2101 N. Charles St. | 410-837-6033
This Latin American restaurant is little more than a few two-top tables and a mounted TV on the wall, but the fare is anything but standard. While the menu features some 90 food items, ranging from Mexican to Salvadorean to Honduran cuisine, start off simple with a few orders of tacos (of which there are still some seven options). Sorry, vegetarians, meat is king at Comalito. The crispy carnitas were some of the best we've ever had, with three to an order stuffed with succulent fried pork, diced onion, and cilantro. Here, your medley of meats arrives in thick, pupusa-like patties, served warm. During your visit, don’t miss the secret upstairs bar, with a pool table and cheap beer until 10 p.m.
7556 Ritchie Hwy., Glen Burnie | 410-590-1616
Uniformed servers gave us a warm welcome at this Glen Burnie gem, which features a festive dining room embellished with adobe roof archways, Talavera-tiled tables, and Aztec-printed furniture. We started off with a tart margarita and basket of warm tortilla chips accompanied by house salsa poured from a mini carafe. The multi-page menu lists tacos topped with carne asada, tilapia, and braised pork. We opted for a hefty portion of grilled chicken and tender shrimp with marinated veggies in soft flour tortillas, and were pleasantly surprised by the speedy service. Talk about short and sweet.
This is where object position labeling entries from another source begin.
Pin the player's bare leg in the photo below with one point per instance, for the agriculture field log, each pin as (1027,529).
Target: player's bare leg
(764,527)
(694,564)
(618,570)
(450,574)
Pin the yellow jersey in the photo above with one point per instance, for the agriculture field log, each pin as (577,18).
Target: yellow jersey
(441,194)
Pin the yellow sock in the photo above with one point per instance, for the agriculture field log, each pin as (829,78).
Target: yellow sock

2907 O’Donnell St. | 410-675-0898
It’s no surprise this Mexican mainstay has lasted as long as it has (23 years). Filled with local memorabilia, velvet Elvis paintings, and the hallowed hubcap margarita, it’s as quintessentially quirky as old-school Baltimore. Sure, the food is more North American than South, but after a First Thursday concert or Canton Square bar crawl, its “truck tacos” are the perfect way to soak up the suds at the end of the night. Order the chorizo sausage to get just enough grease to curb that hangover. It’s served with a flutter of mixed greens to make yourself believe you weren’t that bad. We’d order it just for the comforting sides of spicy refried beans and herbaceous green rice. Just avoid the waterfall of queso dip at all cost or you’ll hate yourself in the morning.
NO WAY JOSE
38 E. Cross St. | 410-752-2837
A party hangout in Federal Hill, No Way Jose does have some cheesy sombrero logos and frequent day-drunk revelers. But the food tells a different tale. There are plenty of options for tacos including the standard grilled chicken, steak, or fish. But we opted for the more authentic al pastor with two corn tortillas, pineapple, chili-marinated pork, onion, cilantro, and radish. The side of avocado salsa was flavorful, but not necessary, as just a squeeze of lime did the trick. On the other end of the spectrum are Jose’s “original tacos”—hard-shell tortillas with ground beef, tomato, lettuce, and shredded cheese. Just like the at-home Old El Paso meals of our youth but with way better seasoning. (Sorry, Ma.)